Civilians will be encamped in a separate civilian area.
It should be noted that during the mid 19th century the civilians we are portraying would be living in houses and not in a tent unless they were refugees. Even as a refugee, civilians would have lived apart from the military. We recognize that while living in tents is not an accurate depiction of civilian living quarters, it must be looked upon as a concession necessary to be able to participate at the event.
No modern items will be seen at any time during the event. This includes modern bedding, coolers, speckleware cookware, non period chairs, etc. If it is necessary to bring any of the above to the event, they must be secreted within a tent and not taken outside of the tent during the event. Anything visible outside the tent must be period appropriate.
This pertains to non period food items as well. All food should be period and seasonally accurate and should be repackaged in period packaging prior to arriving at the camp.
Correct period appropriate attire for your station in life will be worn at all times once the event begins.
This includes appropriate headwear, a bonnet or slat/corded bonnet and under no circumstances includes the wearing of the "dreaded snood", which should not be confused with a period correct hairnet.
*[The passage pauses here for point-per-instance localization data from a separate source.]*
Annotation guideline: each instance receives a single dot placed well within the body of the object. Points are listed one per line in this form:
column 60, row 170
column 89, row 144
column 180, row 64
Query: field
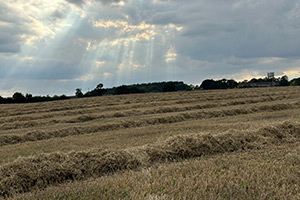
column 220, row 144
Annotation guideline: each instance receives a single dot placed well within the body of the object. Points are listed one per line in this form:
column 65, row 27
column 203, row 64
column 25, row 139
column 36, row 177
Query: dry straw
column 38, row 172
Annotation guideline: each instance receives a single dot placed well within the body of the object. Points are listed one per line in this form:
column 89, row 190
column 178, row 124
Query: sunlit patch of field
column 221, row 144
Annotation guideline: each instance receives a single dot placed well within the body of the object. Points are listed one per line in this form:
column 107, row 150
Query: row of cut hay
column 71, row 105
column 22, row 122
column 38, row 172
column 80, row 130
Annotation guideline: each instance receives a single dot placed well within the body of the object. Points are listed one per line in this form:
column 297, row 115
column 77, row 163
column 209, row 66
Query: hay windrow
column 80, row 130
column 38, row 172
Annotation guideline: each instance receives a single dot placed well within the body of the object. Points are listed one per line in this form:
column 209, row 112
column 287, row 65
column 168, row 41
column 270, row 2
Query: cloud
column 76, row 2
column 78, row 43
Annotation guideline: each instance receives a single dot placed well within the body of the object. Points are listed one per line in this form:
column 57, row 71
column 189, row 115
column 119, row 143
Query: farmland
column 218, row 144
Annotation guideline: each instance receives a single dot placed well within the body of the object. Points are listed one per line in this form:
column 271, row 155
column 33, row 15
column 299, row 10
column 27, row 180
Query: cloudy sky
column 53, row 47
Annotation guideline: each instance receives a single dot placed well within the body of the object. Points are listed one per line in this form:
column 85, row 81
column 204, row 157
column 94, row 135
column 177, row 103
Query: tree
column 206, row 84
column 18, row 97
column 78, row 93
column 99, row 86
column 284, row 81
column 169, row 87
Please take into consideration the appropriateness of wearing a straw hat. This should be limited only to young women.
The "essentials" of period correct clothing are:
- Cage crinoline or a corded petticoat (Please note that by our time period the corded petticoat is not a common garment except in instances of extreme poverty or an extremely rural environment. Cage crinolines were very affordable and easily obtainable.)
- Under petticoat and an over petticoat
- Kerchief, narrow collars, cuffs, and undersleeves were essential for the protection of the dress fabric and therefore fall into the "undergarment" category.
Hair should be worn in a period fashion. It should be parted in the middle and pulled to the back of the head in a roll or bun, with no bangs. No nail polish, modern make- up, body piercings or tattoos are to be seen.
Pierced ears are period appropriate when there is one hole on each earlobe.
No modern day eyeglasses are to be worn.
Children are to be dressed in appropriate period children's clothing and are to play with period toys only.
There will be no electronic toys permitted in camp.
No cell phones are to be seen or heard once the event commences.
No modern day cigarettes are to be seen at all. If a gentleman wishes to smoke it should be in the form of a pipe. Ladies should be very selective about the use of tobacco and if used should be as a pipe.
Men who wish to portray a civilian gentleman of the time period should always be wearing a vest and a tie unless involved in physical labor such as plowing a field. Men should wear proper braces that button to the trousers. When out of doors a gentleman should always be wearing a hat. Under no circumstances should a wristwatch be worn. There should be no visible tattoos or piercings. No earrings under any circumstances.
The essentials for gentleman's attire are:
- Coat or frock (optional)
There are many books and publications available which contain collections of "cartes de visite" depicting civilians in their formal and everyday dress. These should be consulted, for a good overall visual look.
There will be no military personnel within the civilian encampment unless there is a scenario that would establish a valid reason for the military personnel to be within that civilian encampment area.
Civilians are not to be within the military encampment without a pass and a military escort. They should not be considering staying and visiting but rather plan to be within the military encampment area only when there is a valid reason or scenario.
I am very excited to be the civilian coordinator for the upcoming Maryland My Maryland event in September. The event will cover the 150 anniversary of two significant battles of the 1862 Maryland Campaign; South Mountain and Antietam. Since these battles were fought in and around local towns and villages of Washington County, civilians were always near the action. For this event, we thought it appropriate to represent the civilians of a representative town that was situated between the two historic battle sites – Keedysville,MD.
The civilians will have the unique chance to react to the nearby Battle of South Mountain but will still maintain the routine of everyday life. However, their situation will change as the Battle of Antietam begins to rage. This change will be marked by an increase in civilian involvement during and after the battle.
What civilian did during the battle, how they felt and what was left to them after the battle is depicted in Too Afraid To Cry -Maryland Civilians in the Antietam Campaign by Kathleen A. Ernest. It is highly recommended that this book be read in order to help plan out appropriate impressions.
Portraying the citizens of a town in Western Maryland gives the living historian the chance to portray a citizen with either northern or southern loyalties. Such divided loyalties led to some rather unusual situations between families and neighbors. We are hoping to bring this reality to the atmosphere of the event.
We will be looking for people who would like to set up shops, businesses, churches, and homes. For those who are limited in gear, portraying a teacher, sabbath school teacher, lyceum speaker, society meeting organizer, orator, musician, singer, itinerant worker, reporter, artist deportment, or other vocation would be easy to do. We will have a hall tent set up to help facilitate those impressions. I will work with anyone who is interested in being part of the town. However, you do not have to be in civilian camp to participate, but it is highly encouraged as this brings a great since of community. Please include your impression on the registration form.